É senso comum pensar no planeta Terra como um local hospitaleiro, aprazível e particularmente adaptado para nele sobrevivermos. Assim como é senso comum pensar na Lua ou em Marte como locais inóspitos e hostis, fundamentalmente ameaçadores a qualquer humano que lá se encontre.

No entanto, esta é uma noção enganadora, pois reveste-se de um importante viés exposto por David Deutsch no seu livro O Início do Infinito (2013), e que tentarei desmontar nos parágrafos seguintes:

Consideremos os primórdios da espécie humana, no berço da humanidade que foi o Vale do Rift, na costa Este de África. Como era o dia-a-dia dos indivíduos nessa época? Nómadas, deslocavam-se grandes distâncias em busca de alimento, não sendo incomum morrer simplesmente de fome. Sem um abrigo fixo, estavam expostos ao frio, aos predadores e, claro, à doença. Uma simples infecção dentária podia ser fatal e o parto era perigosíssimo. Quando um membro do grupo adoecia, ou sofria um ferimento incapacitante após uma caçada, se não conseguisse acompanhar os restantes na nova viagem, era simplesmente abandonado. Não é portanto de estranhar que seja raro encontrar fósseis de indivíduos idosos, já que a maioria morria na juventude. 

Podemos olhar para a questão de outra forma: sabemos que a dimensão populacional nessa altura era muito pequena. O que impediu esses humanos de ter um crescimento significativo do seu número? Só há uma resposta possível: a miséria. Uma miséria atroz para nós hoje difícil de conceber, com todo o sofrimento a ela associado. Eram essas as condições providenciadas pelo hospitaleiro, adaptado e aprazível planeta Terra, que são sensivelmente as mesmas de hoje. 

Então, o que mudou? 

O que mudou foi a paulatina capacidade desta curiosa espécie, de alterar o ambiente à sua volta. Fruto da sua criatividade gerou o conhecimento que permitiu alcançar vidas incrementalmente menos miseráveis. E este processo foi lento, longo, quase imperceptível pela gradualidade com que cada etapa se instala. Roupa para proteger do frio. Armas para caçar. O domínio do fogo. Agricultura, com o consequente sedentarismo, com melhores abrigos e eventualmente pequenas “aldeias”. Estruturas em pedra. A roda. Utensílios em bronze. E por aí fora, de inovação em inovação, até aos nossos dias.

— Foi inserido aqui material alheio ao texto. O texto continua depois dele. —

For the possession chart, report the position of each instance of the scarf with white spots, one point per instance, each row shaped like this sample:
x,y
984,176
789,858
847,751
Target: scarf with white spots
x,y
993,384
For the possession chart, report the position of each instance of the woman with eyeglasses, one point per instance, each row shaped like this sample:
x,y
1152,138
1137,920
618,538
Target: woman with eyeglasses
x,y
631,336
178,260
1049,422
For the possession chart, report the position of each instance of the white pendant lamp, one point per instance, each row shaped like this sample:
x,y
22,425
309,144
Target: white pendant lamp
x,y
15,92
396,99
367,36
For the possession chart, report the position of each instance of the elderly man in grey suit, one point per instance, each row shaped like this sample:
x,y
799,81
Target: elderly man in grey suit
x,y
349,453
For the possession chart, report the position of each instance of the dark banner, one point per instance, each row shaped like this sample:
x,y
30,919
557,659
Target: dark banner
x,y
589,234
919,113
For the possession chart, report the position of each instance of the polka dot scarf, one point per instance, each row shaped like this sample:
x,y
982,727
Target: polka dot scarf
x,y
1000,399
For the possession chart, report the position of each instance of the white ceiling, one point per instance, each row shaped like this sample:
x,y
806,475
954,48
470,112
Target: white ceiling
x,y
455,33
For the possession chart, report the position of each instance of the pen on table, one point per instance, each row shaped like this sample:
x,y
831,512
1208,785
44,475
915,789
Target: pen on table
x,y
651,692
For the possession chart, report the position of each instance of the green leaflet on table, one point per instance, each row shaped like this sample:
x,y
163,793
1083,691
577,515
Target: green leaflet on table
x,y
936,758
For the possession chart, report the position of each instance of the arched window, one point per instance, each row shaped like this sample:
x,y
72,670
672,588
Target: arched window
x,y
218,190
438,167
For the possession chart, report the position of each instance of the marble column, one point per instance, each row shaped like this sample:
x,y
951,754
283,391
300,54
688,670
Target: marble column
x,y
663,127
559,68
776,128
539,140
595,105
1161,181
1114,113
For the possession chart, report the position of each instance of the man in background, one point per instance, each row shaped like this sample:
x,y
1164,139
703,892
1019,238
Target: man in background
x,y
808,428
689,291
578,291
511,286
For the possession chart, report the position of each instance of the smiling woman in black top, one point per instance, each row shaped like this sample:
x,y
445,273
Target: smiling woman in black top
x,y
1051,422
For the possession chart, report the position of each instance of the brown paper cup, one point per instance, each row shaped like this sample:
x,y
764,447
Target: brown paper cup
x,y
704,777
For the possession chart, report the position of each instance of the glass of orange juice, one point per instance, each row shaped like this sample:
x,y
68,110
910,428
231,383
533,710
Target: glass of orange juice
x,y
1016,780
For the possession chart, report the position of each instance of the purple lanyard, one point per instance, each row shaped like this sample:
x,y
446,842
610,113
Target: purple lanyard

Há uma característica muito interessante na natureza iterativa desta progressão tecnológica: pensemos, por exemplo, na roupa. Hoje não pensamos na roupa como uma tecnologia, é um dado adquirido que faz parte da nossa vida quotidiana, não nos exige esforço em especial nem nenhum grau notável de manutenção. Mas a invenção da roupa teve consequências importantíssimas ao permitir a essa espécie, que só conseguia subsistir em África, expandir-se para outras regiões do mundo sem sucumbir aos climas mais frios. As primeiras roupas seriam certamente menos confortáveis, menos duradouras, exigindo mais esforço e tempo dos indivíduos para delas poderem beneficiar, mas, a pouco e pouco, tornaram-se um dado adquirido no qual já nem pensamos.

Outro exemplo mais moderno: a medição do tempo. Hoje em dia é impensável que uma pessoa não saiba as horas, tem sempre o relógio no punho ou o smartphone no bolso, ou outras formas de saber rapidamente que horas são, ao segundo. No entanto, até há bem pouco tempo não era assim, a noção do tempo para a maioria da população era uma noção aproximada, balizada pelos badalos da igreja. Hoje já mal pensamos em saber as horas como uma conquista, e no entanto é esta conquista que abre o caminho aos sistemas de geolocalização por GPS, que se baseiam em medições de tempo precisas a uma ordem de grandeza ínfima, e que, por sua vez, estão a transformar também a nossa percepção do sentido de orientação, em mais um conceito que se começa a pôr de parte como um dado adquirido, do qual nem nos lembramos ser um conforto arduamente conquistado pela nossa progressão tecnológica.

É todo este conhecimento instanciado em tecnologia que nos permite viver vidas confortáveis sem sequer pensarmos nas inúmeras coisas que tornam possível a nossa subsistência confortável e que nos faz ver o planeta como hospitaleiro e aprazível. Coisas como os sistemas de aquecimento para nos proteger do frio, a canalização para nos dar acesso a água potável, a rede eléctrica que habilita toda a nossa tecnologia mais moderna, o acesso à informação desde o rádio até à Internet... É esse conhecimento que damos (correctamente) por adquirido que nos permite viver tão confortavelmente no frio da Noruega como no calor da Austrália, que sem a tecnologia seriam muito mais inóspitos do que o Vale do Rift.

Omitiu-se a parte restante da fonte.